Wages and productivity

Needless to say, wages being classified as a cost remain locked under the government revenue-seeking taxation barrier that is applied to profits. The payment of dividends from net profits has been taking second place to significant gains in share values unrelated to profits or productivity gains resulting from investment. Wages and productivity stagnate while executives on stock options gain massive boosts to their income unrelated to company performance or the wellbeing of those employed.

Investment to create prosperity and employment?

There has been much talk about the importance of higher income individuals being creators of emploment through their investments and that such activities create prosperity from which all benefit. However, we witness in the context of the subject of this note, quite the reverse. It would seem that such people should not be rewarded yet more through income tax reductions and other gifts from government when the behaviour of some is patently destructive to the prospcts of sustained employment with decent wages. This form of "investment" has reduced share certificates to the equivalent of playing cards in a card game whose outcome is fixed by executives on share options.

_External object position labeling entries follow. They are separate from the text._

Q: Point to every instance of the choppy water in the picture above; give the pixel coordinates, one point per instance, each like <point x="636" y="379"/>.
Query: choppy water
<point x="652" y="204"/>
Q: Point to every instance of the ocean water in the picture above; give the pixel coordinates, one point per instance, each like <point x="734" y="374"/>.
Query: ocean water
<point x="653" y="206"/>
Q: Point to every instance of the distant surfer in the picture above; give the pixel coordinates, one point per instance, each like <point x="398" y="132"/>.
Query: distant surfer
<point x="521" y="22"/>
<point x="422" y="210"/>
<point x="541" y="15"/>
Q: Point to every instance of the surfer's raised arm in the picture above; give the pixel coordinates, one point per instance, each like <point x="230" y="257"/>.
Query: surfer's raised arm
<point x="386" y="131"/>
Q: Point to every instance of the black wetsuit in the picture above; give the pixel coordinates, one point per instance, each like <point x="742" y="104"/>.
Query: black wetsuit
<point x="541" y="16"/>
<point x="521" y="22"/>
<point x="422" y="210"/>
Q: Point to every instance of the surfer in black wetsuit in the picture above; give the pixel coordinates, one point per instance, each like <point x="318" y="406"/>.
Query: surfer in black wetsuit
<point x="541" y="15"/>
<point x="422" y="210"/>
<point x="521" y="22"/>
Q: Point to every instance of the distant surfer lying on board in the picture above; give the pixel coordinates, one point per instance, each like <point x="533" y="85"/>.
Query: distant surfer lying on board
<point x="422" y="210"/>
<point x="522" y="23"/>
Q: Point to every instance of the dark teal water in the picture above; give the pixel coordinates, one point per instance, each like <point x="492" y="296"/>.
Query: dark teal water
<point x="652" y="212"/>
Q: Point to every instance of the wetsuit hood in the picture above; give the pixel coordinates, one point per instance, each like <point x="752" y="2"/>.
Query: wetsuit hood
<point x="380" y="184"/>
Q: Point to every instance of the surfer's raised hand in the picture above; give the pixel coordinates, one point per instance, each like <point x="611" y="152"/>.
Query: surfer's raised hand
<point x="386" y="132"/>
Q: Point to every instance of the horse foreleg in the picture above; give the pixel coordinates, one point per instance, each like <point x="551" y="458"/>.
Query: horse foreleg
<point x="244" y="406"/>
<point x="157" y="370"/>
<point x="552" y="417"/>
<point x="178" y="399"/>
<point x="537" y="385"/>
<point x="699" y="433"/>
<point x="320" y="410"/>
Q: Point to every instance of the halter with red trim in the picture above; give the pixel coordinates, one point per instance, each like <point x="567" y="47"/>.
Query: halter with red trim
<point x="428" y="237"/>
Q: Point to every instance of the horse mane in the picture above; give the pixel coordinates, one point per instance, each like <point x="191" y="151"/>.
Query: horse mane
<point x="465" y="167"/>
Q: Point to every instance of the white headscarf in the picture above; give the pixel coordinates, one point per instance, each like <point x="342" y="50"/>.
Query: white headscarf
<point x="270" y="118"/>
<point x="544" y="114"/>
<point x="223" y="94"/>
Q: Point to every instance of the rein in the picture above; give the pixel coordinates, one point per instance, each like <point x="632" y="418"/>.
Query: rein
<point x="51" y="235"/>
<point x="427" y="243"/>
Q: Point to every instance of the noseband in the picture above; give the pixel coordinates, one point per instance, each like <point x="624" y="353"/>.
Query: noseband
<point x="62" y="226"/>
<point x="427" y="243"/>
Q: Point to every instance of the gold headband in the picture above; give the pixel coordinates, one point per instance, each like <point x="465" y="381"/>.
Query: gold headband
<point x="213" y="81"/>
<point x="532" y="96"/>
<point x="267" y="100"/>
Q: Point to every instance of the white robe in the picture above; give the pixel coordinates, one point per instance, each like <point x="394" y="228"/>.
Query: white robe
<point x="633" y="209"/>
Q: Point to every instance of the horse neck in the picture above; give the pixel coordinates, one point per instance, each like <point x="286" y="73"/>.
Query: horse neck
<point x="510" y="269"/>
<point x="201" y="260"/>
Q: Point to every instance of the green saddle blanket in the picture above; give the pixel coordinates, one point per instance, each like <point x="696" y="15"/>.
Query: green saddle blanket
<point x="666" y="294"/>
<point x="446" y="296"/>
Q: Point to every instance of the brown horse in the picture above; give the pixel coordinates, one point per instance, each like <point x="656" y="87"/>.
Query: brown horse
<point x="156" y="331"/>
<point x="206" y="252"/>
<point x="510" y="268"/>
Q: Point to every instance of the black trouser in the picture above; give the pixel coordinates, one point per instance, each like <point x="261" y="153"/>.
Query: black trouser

In many cases, this process is based on raising excessive levels of corporate debt, weakening the financial status and risk associated with corporate activities. Today, executives are highly mobile and seldom stick around to become accountable for failures resulting directly from their decision-making which is often dominated by personal financial interests and not the interests of the company that currently employs them. This process is in essence a form of asset and cash flow stripping, openly exercised by executives that in several high profile cases led to corporate failure and loss of employment for those who have had to endure a long period of stagnant wages. This behaviour is destabilizing to the economy and the practice needs to be reviewed from the standpoint of introducing legislation and regulations to make share options and corporate share buy backs illegal. This could provide larger corporations with an incentive to employ executives whose competence is less about a parasitic sole pre-occupation with their personal financial gain and more orientated towards managers whose competence involves a sound grasp of the technical and human resources issues that can lead to better decisions to enhance the sustainability and performance of the company.

What is stated in this note is not particularly revealing, these are known facts. What is revealing, however, is the inaction by government, parliament and financial regulatory agencies, so-called, failure to act to terminate this economically and financially destructive corruption.

1 Hector McNeill is the director of SEEL-Systems Engineering Economics Lab.